On June 29th of this past year, I started something new in my life. It wasn’t just a blog about living with mental illness, but it prompted a book to form inside. I didn’t realize with every journal entry or blog post, and I was sharing my story. My story needs to be heard. So, I spent countless hours brainstorming, outlining, re-living dark moments left in the past, writing and re-writing. I did all of this in six months along with a full-time job and managing a big business.

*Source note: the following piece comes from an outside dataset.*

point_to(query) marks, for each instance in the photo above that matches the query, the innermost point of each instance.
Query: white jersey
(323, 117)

And did I mention that I wrote a majority of with a broken hand? I did. I’m completely done with the book from my standpoint. The next step is finding a publisher. Easier said than done. I combed through various publishing firms in Houston and some don’t fit my criteria. The one I want is one that may be harder to crack. This firm gets a lot of manuscripts and only publish a small portion of them. Some publishers will accept your manuscript, and you will provide a book proposal and wait. You could be waiting for months. Unbelievable, right?
A cousin is a writer, and I asked her for advice. I don’t want to be waiting for nothing. I put so much time and energy in this project, and I want it published for everyone. This subject is too important not to publish. I guess I need not get myself worked up but congratulate myself on a job well done. I didn’t think I could do it. I did. Now, I focused on writing more things like poems or short stories. I need to be patient and keep a positive outlook.